Dnajc27-flox Mouse

Dnajc27, a member of the HSP40 protein family, was previously identified as a body mass index (BMI) associated locus in genome-wide association (GWAS) studies [3,7]. It is involved in heat shock response, an essential cellular stress response. Dysregulation of heat shock proteins like Dnajc27 within this pathway may contribute to obesity-induced insulin resistance and type 2 diabetes (T2D) [3]. Also, it has been associated with histone chaperoning and ciliogenesis [5].
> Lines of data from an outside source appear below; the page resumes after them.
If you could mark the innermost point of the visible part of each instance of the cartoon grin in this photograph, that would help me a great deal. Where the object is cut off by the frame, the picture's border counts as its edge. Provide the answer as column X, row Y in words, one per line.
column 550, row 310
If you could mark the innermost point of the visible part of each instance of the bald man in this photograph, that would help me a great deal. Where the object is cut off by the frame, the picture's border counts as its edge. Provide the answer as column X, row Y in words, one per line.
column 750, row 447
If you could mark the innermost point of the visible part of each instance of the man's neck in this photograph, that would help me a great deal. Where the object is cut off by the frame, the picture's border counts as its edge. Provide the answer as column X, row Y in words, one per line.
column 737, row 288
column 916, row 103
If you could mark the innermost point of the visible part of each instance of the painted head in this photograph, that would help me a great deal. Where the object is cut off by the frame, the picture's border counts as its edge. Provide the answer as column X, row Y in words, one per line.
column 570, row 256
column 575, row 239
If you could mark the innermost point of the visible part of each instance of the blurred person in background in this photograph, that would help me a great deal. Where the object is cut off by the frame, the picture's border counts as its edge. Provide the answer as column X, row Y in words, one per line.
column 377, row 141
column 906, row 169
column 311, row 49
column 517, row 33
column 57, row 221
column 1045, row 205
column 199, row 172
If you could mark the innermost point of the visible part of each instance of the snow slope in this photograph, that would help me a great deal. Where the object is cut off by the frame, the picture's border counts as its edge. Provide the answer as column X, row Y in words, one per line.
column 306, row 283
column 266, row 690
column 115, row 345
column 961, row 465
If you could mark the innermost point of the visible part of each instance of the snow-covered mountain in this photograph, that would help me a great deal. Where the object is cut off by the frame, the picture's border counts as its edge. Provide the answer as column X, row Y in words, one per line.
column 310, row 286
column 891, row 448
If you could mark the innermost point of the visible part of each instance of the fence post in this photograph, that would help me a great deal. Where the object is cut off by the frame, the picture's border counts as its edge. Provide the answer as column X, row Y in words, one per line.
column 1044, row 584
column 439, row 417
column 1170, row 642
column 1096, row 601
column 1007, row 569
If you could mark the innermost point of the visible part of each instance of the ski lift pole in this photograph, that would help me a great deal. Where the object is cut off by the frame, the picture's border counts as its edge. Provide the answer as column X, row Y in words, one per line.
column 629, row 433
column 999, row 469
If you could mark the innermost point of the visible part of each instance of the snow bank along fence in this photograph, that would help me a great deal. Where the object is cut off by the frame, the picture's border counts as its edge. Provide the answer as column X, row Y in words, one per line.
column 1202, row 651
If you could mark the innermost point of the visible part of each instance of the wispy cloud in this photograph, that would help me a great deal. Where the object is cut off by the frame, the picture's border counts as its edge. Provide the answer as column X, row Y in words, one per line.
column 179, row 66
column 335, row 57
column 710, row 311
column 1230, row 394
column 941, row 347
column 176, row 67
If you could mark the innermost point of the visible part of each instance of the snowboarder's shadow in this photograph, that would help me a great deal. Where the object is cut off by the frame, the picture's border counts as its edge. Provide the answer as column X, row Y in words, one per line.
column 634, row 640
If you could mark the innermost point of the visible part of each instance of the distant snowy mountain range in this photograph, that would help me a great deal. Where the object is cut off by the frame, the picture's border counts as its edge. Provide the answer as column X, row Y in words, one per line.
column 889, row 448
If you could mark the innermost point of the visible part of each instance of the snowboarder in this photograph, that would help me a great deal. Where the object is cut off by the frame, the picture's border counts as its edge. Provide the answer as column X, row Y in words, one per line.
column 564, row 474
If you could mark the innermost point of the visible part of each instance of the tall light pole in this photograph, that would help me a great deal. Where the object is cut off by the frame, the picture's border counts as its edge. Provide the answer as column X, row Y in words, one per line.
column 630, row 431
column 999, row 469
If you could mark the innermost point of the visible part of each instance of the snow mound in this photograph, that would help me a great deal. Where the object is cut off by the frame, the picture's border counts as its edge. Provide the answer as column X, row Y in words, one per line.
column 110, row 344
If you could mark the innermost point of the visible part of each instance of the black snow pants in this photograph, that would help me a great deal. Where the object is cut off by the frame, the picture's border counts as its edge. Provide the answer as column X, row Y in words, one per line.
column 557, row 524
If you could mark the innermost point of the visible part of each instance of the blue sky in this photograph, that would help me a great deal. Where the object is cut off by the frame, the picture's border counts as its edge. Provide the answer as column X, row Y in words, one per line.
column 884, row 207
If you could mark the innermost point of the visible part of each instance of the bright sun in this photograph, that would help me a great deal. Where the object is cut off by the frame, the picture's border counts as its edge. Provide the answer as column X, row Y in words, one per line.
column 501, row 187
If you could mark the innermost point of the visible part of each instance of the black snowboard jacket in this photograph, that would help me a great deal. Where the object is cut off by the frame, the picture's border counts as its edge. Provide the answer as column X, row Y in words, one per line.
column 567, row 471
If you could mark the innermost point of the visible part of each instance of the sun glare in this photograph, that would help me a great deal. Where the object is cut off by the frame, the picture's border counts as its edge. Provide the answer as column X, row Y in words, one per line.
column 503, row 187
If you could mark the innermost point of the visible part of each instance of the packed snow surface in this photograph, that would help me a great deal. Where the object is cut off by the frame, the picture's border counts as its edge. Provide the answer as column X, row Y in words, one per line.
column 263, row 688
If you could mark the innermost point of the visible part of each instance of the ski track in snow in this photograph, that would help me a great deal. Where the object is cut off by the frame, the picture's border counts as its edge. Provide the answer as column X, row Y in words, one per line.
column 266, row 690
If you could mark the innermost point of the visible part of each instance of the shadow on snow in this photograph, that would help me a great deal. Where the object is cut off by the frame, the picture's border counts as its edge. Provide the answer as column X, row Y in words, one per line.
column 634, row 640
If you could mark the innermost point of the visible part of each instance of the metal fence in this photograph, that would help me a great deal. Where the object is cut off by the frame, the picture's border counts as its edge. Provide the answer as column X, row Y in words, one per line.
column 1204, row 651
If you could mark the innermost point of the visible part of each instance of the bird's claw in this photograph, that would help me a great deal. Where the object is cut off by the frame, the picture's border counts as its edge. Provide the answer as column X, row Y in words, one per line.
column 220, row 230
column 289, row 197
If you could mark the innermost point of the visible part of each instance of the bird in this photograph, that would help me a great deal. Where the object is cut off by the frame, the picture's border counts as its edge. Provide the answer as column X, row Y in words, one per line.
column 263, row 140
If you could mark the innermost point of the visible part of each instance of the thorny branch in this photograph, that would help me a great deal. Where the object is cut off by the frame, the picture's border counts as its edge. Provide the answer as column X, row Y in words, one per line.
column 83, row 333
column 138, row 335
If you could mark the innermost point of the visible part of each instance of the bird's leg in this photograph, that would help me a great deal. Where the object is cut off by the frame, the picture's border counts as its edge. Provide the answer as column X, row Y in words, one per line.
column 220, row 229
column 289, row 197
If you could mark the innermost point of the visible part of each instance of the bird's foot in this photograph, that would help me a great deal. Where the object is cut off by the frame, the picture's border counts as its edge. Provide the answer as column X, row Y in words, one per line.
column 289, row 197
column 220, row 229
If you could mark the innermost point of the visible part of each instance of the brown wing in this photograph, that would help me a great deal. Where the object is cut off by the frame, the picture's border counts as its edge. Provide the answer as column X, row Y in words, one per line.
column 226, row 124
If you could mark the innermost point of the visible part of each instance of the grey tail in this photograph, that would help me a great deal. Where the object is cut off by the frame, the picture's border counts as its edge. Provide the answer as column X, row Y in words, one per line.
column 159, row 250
Integrated analysis of Mendelian Randomization and Bayesian colocalization has revealed that Dnajc27 is among the risk genes associated with a shared genetic basis between inflammatory bowel disease and psoriasis [1]. In a Kuwaiti cohort, the MC4R variant rs17782313 was associated with increased levels of Dnajc27, which in turn reduced the MC4R-mediated formation of cAMP, potentially enhancing appetite and regulating obesity [2]. Moreover, in a Chinese Han preschool children study, the polymorphism at rs713586 locus of Dnajc27 was associated with susceptibility to overweight and obesity [4]. Additionally, Dnajc27 was suggestively associated with Parkinson's disease in a large case-control study [6].

In conclusion, Dnajc27 plays a role in multiple biological processes and disease conditions. Its association with obesity-related traits, inflammatory bowel disease, psoriasis, and potential link to Parkinson's disease highlight its significance in understanding the pathophysiology of these disorders. The studies on Dnajc27 contribute to a better understanding of the genetic basis of these diseases, potentially paving the way for new therapeutic strategies.